Ingle pointed out that Texas’s Health’s participation in the AHA collaboration was a good fit for the organization, as Texas Health had already made significant investments and launched initiatives focused on health equity in these high-needs areas by through its Community Health Improvement Team, such as resilience training programs in school districts and grocery stores inside high schools.

“The most important thing that we have learned from participating in this collaboration is really the strategies and the resources to help build our capacity to collaborate with external organizations, to improve our efforts to go upstream to address these social determinants of health. One of the things we are passionate about is investing in our people – giving our people the resources and the tools or access to those tools to help them help these organizations create strong collaboration.

She went on to add how the AHA collaboration enabled them to adapt strategies for both urban and rural areas.

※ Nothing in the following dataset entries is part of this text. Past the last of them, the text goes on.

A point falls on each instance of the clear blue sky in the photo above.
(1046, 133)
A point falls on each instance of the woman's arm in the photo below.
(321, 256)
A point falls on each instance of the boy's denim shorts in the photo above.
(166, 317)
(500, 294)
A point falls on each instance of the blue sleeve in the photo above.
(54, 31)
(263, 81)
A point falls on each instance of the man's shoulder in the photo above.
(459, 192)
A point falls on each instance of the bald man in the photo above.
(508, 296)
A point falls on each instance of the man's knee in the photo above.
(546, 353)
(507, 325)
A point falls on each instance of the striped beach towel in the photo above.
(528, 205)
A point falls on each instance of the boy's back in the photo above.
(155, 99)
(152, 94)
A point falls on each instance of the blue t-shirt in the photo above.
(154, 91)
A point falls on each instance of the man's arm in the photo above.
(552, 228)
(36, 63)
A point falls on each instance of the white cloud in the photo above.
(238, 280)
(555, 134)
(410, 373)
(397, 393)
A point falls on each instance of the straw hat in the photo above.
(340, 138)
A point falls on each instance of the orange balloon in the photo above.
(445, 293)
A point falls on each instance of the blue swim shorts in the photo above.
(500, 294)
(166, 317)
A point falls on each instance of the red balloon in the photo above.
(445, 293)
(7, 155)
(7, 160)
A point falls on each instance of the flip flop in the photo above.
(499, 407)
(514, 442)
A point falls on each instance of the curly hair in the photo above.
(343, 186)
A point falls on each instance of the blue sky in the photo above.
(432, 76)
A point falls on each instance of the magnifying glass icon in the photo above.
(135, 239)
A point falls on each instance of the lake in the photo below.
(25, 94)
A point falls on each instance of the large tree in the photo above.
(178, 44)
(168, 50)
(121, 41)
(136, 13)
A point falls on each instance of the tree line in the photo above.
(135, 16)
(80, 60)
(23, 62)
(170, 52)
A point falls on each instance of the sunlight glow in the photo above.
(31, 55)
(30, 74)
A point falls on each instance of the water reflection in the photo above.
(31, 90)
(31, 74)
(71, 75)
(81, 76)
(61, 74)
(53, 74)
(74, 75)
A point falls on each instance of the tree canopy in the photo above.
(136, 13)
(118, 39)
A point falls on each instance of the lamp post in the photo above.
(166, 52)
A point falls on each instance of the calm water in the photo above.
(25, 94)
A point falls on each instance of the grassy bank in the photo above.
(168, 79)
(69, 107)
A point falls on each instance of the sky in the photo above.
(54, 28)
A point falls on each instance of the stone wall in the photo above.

“When you look across the 12 counties we serve under [Texas Health’s community health improvement team], there really is a big difference. There’s a huge difference between Dallas and Tarrant County and Erath County… You can’t approach them the same way because they’re really on different levels. And so looking through the lens of working with the AHA hospital community, it really allowed us to tailor what we really had specifically for [rural areas] … What does the rural population need? And how does this differ from what is needed in more urban counties? »

Ingle said they identify their target counties and zip codes by analyzing primary and secondary data collected through the Community Health Needs Assessment which is conducted every three years, as well as through focus groups. discussion held with communities and the Texas Health Community Impact Council and five regional leaders. advice.

She stressed the importance of going into the communities and talking to the members in addition to reviewing the assessment data.

“[The community health needs assessment] … kind of defines our framework around what we need to address… Your health data, your demographics, your social needs, your index, all of that is very important. But without the voice of the community, without those focus groups, and without hearing from the target populations…you’re really missing something.

… The Board of Directors is made up of community volunteers … [it’s] where you really get the people who live in those communities… They have the ability to help us understand the data [and] help us prioritize the data… For example, [with] COVID Vaccines, there are zip codes in our service area that are significantly behind in the vaccination rate. So we look at that data and say, where are the health disparities? And how should we deal with it? »

Ingle said they are currently implementing the initiatives in Erath County, as well as taking the strategies learned through the AHA collaboration and applying them to Texas Health’s broader community impact work. .

“This collaboration has really laid the groundwork and is implementing the strategies they learned, and the implementation of the programs has already begun. In fact, they’ve already seen some early results, so we’re really excited to see how this collaboration develops. I think one of the things that we’re also interested in about this particular program is that if it succeeds [in Erath County]to replicate that in the counties that are in the southern zone of our community impact region, which are Kauffman and Johnson.